[llvm-dev] RFC: speedups with instruction side-data (ADCE, perhaps others?)

Wed Sep 16 07:16:21 PDT 2015

On Tue, Sep 15, 2015 at 11:56 PM, escha <escha at apple.com> wrote:
>
>> On Sep 15, 2015, at 8:47 PM, Daniel Berlin <dberlin at dberlin.org> wrote:
>>
>> On Tue, Sep 15, 2015 at 7:16 PM, escha <escha at apple.com> wrote:
>>> You mean the input test data? I was testing performance using our offline perf suite (which is a ton of out of tree code), so it’s not something I can share, but I imagine any similar test suite put through a typical compiler pipeline will exercise ADCE in similar ways. ADCE’s cost is pretty much the sum of (cost of managing the set) + (cost of eraseinstruction), which in our case turns out to be 1/3 the former and 2/3 the latter (roughly).
>>
>> I asked because I can't really reproduce the results of your massive
>> speedups on even the larger testcases i have around, certainly not on
>> the order you reported.
>>
>> I can get a speedup of about 10%  by changing the smallptrsetsize to
>> be 16 from 128.
>> I can get a reduction of about 15% by using a visited bit (IE half the
>> speedup you report).
>> I can get roughly the same speedup by using denseset, etc.
>
> Hmm, interesting! I guess it could be a variation in either:
>
> a) the number of instructions per function on average
> or
> b) the amount of stuff that needs to be DCE’d on average (less stuff -> more time spent in set maintenance, comparatively)
>

I suspect there are other differences as well, related to memory
allocation/cache behavior depending on the platform.

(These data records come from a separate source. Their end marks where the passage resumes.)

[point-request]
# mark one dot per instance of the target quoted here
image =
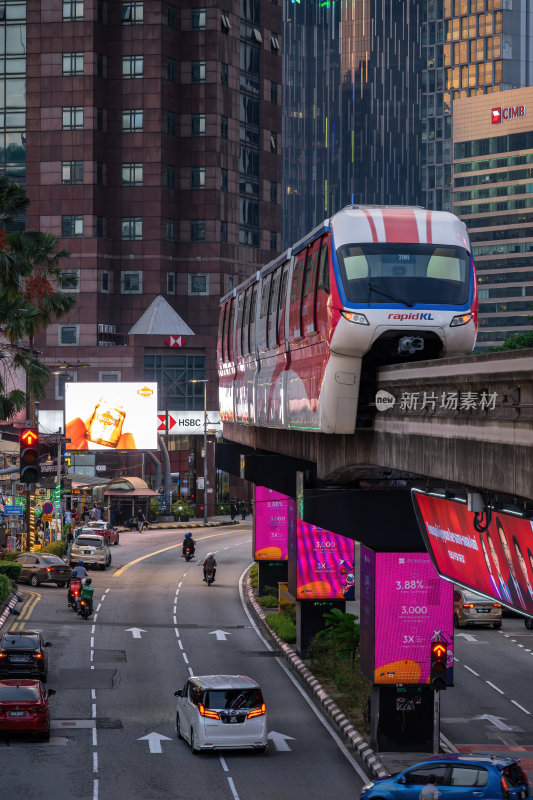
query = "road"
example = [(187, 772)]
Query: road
[(491, 706), (155, 623)]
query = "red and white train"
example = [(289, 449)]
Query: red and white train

Note that the fastest variant i've gotten now is actually:

std::unordered_set sized to some estimate of the function size (IE
F.size() * 25).

I expect, however, that this depends even more heavily on the c++
library impl used/platform behavior, so i wouldn't recommend it.

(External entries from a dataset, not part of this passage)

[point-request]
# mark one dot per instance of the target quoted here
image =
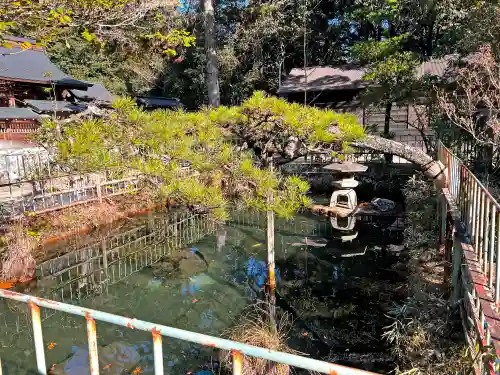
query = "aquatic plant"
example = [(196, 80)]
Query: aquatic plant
[(255, 327)]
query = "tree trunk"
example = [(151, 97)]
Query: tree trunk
[(433, 169), (387, 127), (212, 68)]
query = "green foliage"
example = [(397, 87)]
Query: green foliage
[(159, 144), (370, 51)]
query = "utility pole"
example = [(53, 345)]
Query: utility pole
[(212, 75)]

I do think we should have some ideal way to  manage these kinds of
"set of possibly all instructions".  The GVN rewrite also used to
spend 20+% of its time managing a touched/visited set for instructions
(and the total time is about 4-5x what ADCE is).

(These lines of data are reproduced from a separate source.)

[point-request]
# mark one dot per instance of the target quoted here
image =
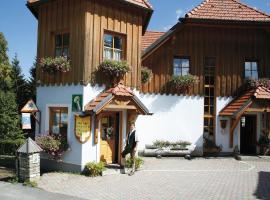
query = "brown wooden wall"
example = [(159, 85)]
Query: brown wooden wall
[(86, 21), (231, 46)]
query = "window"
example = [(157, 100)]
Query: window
[(59, 121), (251, 70), (180, 66), (113, 47), (62, 45)]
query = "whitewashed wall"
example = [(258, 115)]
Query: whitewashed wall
[(61, 96), (174, 118)]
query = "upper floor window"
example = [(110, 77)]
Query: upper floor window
[(59, 120), (251, 70), (62, 45), (113, 47), (180, 66)]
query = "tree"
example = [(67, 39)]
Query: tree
[(9, 117), (5, 69)]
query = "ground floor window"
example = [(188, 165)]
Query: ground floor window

It now uses a  unique id scheme/bitmaps to manage that set, costing about 0.5%

See https://github.com/dberlin/llvm-gvn-rewrite/blob/newgvn/lib/Transforms/Scalar/NewGVN.cpp
and search for TouchedInstructions.

I don't necessarily recommend this for ADCE mind you, just pointing
out that i agree there is an underlying problem we should be solving
here.

--Dan